Questions for Holger
Is the strategic holding-writing channel essential to the paper's contribution? If yes, the model needs Variant A (at least as extension). If the main point is about geometry of constraint accumulation, Option C alone might suffice.
How important is the "holdings ≠ outcomes" distinction? This was highlighted as the key value-added over Callander & Clark. Under Option C1, holdings are mechanically determined by outcomes — the distinction is lost. C2 and Variant A preserve it. Is this worth the additional complexity?

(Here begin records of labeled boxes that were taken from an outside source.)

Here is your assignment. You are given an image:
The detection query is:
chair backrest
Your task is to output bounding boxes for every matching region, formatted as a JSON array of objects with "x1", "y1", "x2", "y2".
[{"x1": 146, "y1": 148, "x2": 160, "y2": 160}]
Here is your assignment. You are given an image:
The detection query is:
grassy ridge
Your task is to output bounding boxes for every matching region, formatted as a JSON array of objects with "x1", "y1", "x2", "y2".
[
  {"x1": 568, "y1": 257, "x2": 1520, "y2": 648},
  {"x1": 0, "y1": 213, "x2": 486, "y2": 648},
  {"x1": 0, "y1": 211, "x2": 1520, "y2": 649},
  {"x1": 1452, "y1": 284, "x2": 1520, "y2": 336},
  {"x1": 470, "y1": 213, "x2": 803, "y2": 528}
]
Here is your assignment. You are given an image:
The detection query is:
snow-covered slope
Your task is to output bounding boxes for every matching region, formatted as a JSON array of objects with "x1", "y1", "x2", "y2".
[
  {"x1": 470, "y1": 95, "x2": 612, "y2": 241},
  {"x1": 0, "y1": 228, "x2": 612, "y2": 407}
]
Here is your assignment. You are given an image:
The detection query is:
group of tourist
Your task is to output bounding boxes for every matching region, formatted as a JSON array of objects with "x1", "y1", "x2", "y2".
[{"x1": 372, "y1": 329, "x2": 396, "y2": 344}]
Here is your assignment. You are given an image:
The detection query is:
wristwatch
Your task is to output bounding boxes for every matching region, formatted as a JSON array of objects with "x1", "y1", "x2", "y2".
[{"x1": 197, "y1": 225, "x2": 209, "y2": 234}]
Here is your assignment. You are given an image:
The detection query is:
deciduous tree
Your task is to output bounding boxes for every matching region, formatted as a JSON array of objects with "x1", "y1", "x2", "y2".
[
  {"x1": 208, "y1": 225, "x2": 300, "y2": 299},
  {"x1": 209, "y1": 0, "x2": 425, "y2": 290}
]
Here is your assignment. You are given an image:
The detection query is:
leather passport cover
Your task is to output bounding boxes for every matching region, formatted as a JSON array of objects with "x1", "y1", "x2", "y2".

Should the model endogenize broad vs. narrow holdings? The citation incentive ($\gamma$) and the breadth tradeoff are prominent in the current paper. They only work under Variant A. If we drop them, the model is simpler but loses a distinctive feature. Is Holger attached to this channel?
Variant B as default norm? The "narrowest grounds" / minimal holding idea resonates with Holger's coordination-game framing (judges minimize conflict). Would Holger prefer a model where holdings are institutionally minimal, with strategic breadth as a deviation from the norm?
Is the two-layer (C then A) packaging strategy acceptable? Or does Holger want a single unified model?
Decision timeline
This decision blocks all formal work. The geometry lemmas (Props 1–3) are the same under all options, so those could be drafted now. But the equilibrium characterization, drift dynamics, and paper structure all depend on this choice.
Suggest: decide within one meeting with Holger, then proceed to formal results.